Vector Databases
Understand vector databases and how they power semantic search, recommendation engines, and AI applications. Covers embedding generation, similarity search, indexing algorithms, hybrid search, and the patterns for building production vector search systems.
Vector databases store and search high-dimensional vectors — mathematical representations of data like text, images, and audio. Instead of keyword matching, vector search finds semantically similar items: “running shoes” matches “athletic sneakers” even though they share no keywords.
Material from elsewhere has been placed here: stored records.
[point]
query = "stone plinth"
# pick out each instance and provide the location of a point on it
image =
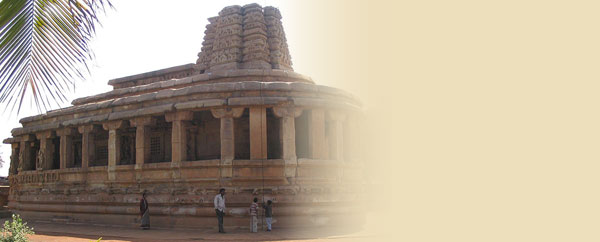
(239, 119)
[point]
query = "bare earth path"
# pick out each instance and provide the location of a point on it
(84, 232)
This is the foundation of semantic search, RAG systems, and recommendation engines.
How Vector Search Works
Traditional search:
Query: "running shoes"
Match: Documents containing the exact words "running" AND "shoes"
Miss: "athletic sneakers", "jogging footwear", "nike air max"
Vector search:
Query: "running shoes" → embed → [0.23, -0.45, 0.67, ...]
Search: Find nearest vectors in database
Match: "athletic sneakers" (similarity: 0.95)
"jogging footwear" (similarity: 0.91)
"nike air max running" (similarity: 0.89)
"hiking boots" (similarity: 0.42) ← correctly low
Embedding Generation
# Text embeddings with OpenAI
from openai import OpenAI
client = OpenAI()
response = client.embeddings.create(
model="text-embedding-3-small",
input="Running shoes for marathon training",
)
embedding = response.data[0].embedding # 1536-dimensional vector
# Sentence Transformers (open source)
from sentence_transformers import SentenceTransformer
model = SentenceTransformer("all-MiniLM-L6-v2")
embeddings = model.encode([
"Running shoes for marathon training",
"Athletic sneakers for jogging",
"Formal leather dress shoes",
])
# Shape: (3, 384)
# Similarity
from sklearn.metrics.pairwise import cosine_similarity
sims = cosine_similarity(embeddings)
# [running, sneakers] = 0.87 (similar)
# [running, formal] = 0.23 (dissimilar)
Vector Database Comparison
| Database | Type | Best For | Hosting |
|---|---|---|---|
| Pinecone | Purpose-built | Production, managed, fast | Fully managed |
| pgvector | PostgreSQL extension | Postgres shops, small scale | Self-hosted or cloud Postgres |
| Weaviate | Purpose-built | Multi-modal, built-in ML | Managed or self-hosted |
| Qdrant | Purpose-built | Performance, Rust-based | Managed or self-hosted |
| ChromaDB | Embedded | Prototyping, small datasets | In-process |
| Milvus | Purpose-built | Large scale, enterprise | Self-hosted |
Pinecone Usage
from pinecone import Pinecone
pc = Pinecone(api_key="your-api-key")
index = pc.Index("products")
# Upsert vectors
index.upsert(vectors=[
{
"id": "shoe-001",
"values": embed("Running shoes for marathon"),
"metadata": {
"category": "footwear",
"price": 129.99,
"brand": "Nike",
}
},
# ... more vectors
])
# Query with metadata filtering
results = index.query(
vector=embed("shoes for running"),
top_k=10,
filter={
"category": {"$eq": "footwear"},
"price": {"$lte": 150.00},
},
include_metadata=True,
)
for match in results.matches:
print(f"{match.id}: {match.score:.3f} - {match.metadata}")
Hybrid Search
Vector-only search:
Pro: Semantic understanding
Con: Misses exact keyword matches ("SKU-12345")
Keyword-only search:
Pro: Exact matching, well-understood
Con: Misses semantic similarity
Hybrid search:
Combine both: vector similarity + keyword matching
Score = α * vector_score + (1-α) * keyword_score
Implementation:
1. Sparse embedding (BM25/TF-IDF) for keywords
2. Dense embedding for semantics
3. Combine scores with weighted fusion
4. Or: separate queries, reciprocal rank fusion
Anti-Patterns
| Anti-Pattern | Consequence | Fix |
|---|---|---|
| Wrong embedding model | Poor similarity results | Match model to your domain and data type |
| No metadata filtering | Slow search over entire index | Pre-filter with metadata before vector search |
| Embedding everything unstructured | Noise in results | Chunk text properly, clean data |
| No evaluation metrics | Cannot measure search quality | Precision@k, recall@k, NDCG |
| Single vector per document | Miss multi-faceted content | Multiple embeddings or chunk-level vectors |
Vector databases are the infrastructure layer for AI-native applications. They enable the shift from “search by keywords” to “search by meaning.”